You may have noticed that our data pages were blank for most of last week. This was because we shut the plant down completely on January 6th and disconnected from the grid. Our operating procedures require us to do this if the water upstream reaches a level of 37.4m, to make sure that water doesn’t get anywhere near live wires in the turbine house. Given the huge water flow from persistent rain, that upstream level was fast approaching!

Water was already flooding the turbine house, but our O&M team had seen this coming and everything moveable was off the floor. 

By January 11th the upstream level was falling, so the O&M team went back into the turbine house.  A tide mark showed that the water had reached 0.28m (280mm) above floor level, equivalent to an upstream level of 37.38m. The floor was still covered in silt (see photo), but otherwise all was OK.

The team made safety checks and did a lot of floor cleaning.  The generating equipment is above the 100-year flood level of 37.91m thus well above the maximum water level reached. However there’s still a risk from condensation in the equipment, so the plant was reconnected to the grid in order to run electric heaters and dry everything out. 

Yesterday (January 13th) the O&M team were satisfied that the equipment was dry enough and re-started the plant.

There’s still not enough head of water to generate, but the river flow is coming down from its peak of nearly 280 cubic meters per second and the head is increasing. We hope to be back in business soon.

It’s frustrating to have to shut down when there’s so much water around! But the past two weeks have given us the opportunity to show that our emergency procedures work. Many thanks to all involved.

(typo in the upstream level on January 11th has been corrected)

4 thoughts on “Turbine house flooded”

  1. David WHIPPLE

    The peak water level in the turbine house was stated in the article as 37.88 m a.o.d., but that was a typo and should have read 37.38. Actually that was based on an estimate of 28 cm of depth of water above the floor level of 37.10 m, and that in turn was based on a tide mark left on a plywood surface, which I think was affected by capillary rise.

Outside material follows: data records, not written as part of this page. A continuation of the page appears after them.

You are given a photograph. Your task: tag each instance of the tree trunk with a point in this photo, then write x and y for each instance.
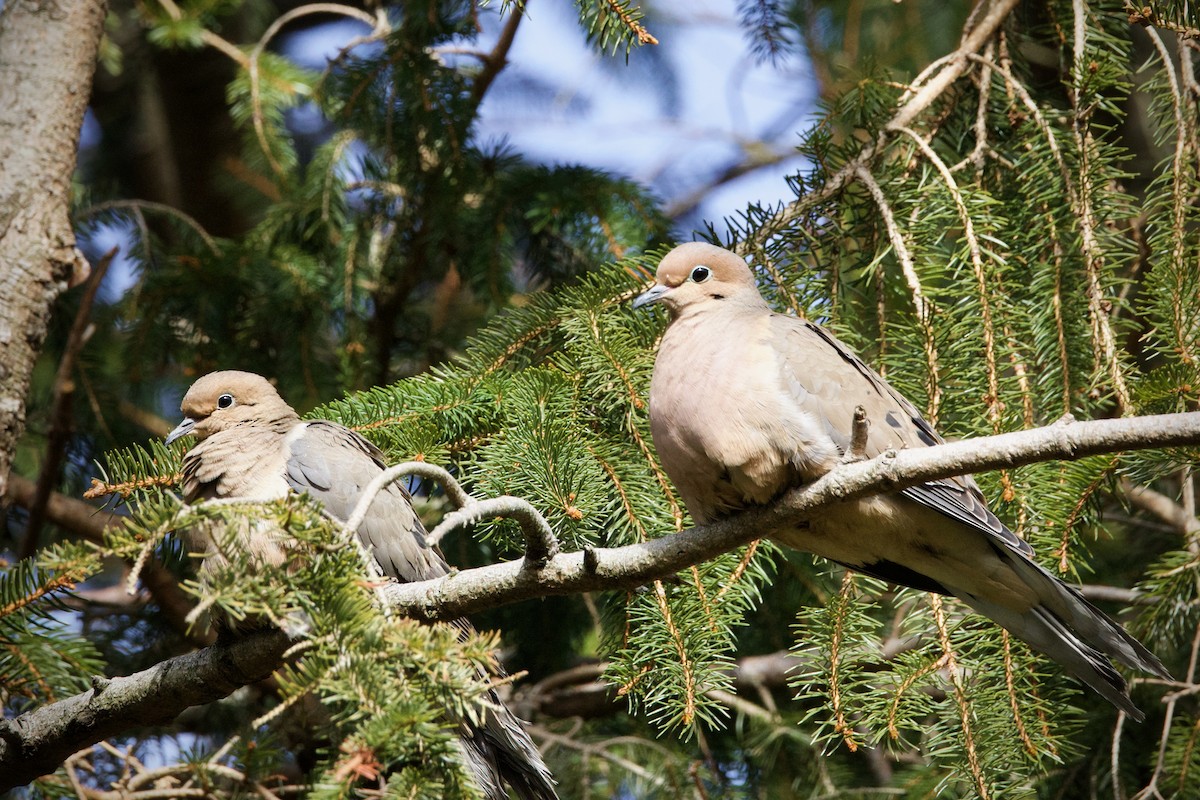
(47, 59)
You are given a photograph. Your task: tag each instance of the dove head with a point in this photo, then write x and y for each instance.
(699, 275)
(223, 401)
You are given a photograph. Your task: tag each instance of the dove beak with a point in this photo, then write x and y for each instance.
(181, 429)
(651, 295)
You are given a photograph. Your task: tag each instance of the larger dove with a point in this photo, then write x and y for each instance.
(747, 403)
(253, 445)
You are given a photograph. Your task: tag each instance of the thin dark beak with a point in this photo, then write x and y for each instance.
(181, 429)
(651, 295)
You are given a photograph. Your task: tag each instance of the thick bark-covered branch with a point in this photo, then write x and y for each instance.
(47, 59)
(36, 743)
(625, 567)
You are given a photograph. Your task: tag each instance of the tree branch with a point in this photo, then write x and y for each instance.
(60, 409)
(37, 741)
(625, 567)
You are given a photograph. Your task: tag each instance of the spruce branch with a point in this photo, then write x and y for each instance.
(630, 566)
(925, 90)
(34, 744)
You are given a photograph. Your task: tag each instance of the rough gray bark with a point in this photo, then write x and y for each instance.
(47, 59)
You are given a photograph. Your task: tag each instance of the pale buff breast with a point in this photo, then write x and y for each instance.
(741, 439)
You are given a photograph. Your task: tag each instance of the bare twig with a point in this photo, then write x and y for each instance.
(540, 541)
(496, 60)
(60, 408)
(1162, 506)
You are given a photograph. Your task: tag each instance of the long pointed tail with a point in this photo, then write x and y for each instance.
(1074, 632)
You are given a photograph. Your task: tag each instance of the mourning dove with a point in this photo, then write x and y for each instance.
(747, 403)
(253, 445)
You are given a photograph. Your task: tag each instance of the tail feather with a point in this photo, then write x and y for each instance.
(501, 752)
(1092, 625)
(1045, 632)
(1074, 632)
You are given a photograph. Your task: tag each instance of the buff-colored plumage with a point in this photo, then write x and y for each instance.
(747, 403)
(253, 445)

My own estimate at the time was a depth outside the turbine house on the footpath (same concrete level) of around 5 cm, i.e. significantly lower.
    A design criterion was to ensure that nothing electrical and no sensitive mechanical equipment should be installed below the predicted 100-year flood level of 37.91 m, or 81 cm above floor level. In actuality I think we have quite a significant margin of safety above that level.

  2. David Rylands

    The peak water level in the hut of 37.88m compares to 37.54m at the Reading Bridge gauging station, and 37.56m at the lock, according to EA data on the internet. Although the gauging station is upstream of the lock (and so the water level would normally be higher), the recorded water level might be expected to be slightly higher in the lock cut where the fast running under Reading Bridge has been reduced to a very low velocity, so these figures seem believable. However it seems very unlikely that the water level at the Hydro would be 0.32m higher that in the lock cut. Perhaps the floor level of the hut should be checked? For comparison, the lock head water levels in 2003, 1947 and 1894 were 37.53m, 37.83m and 37.95m.

  3. Peter Wheat

    Past 100 year levels will likely be broken going forward. Environment Agency Thames River Basin Management Plan: This plan estimates a potential rise in sea levels at the Thames Estuary of 0.3-1.7 meters by 2100, depending on the greenhouse gas emission. You should plan accordingly.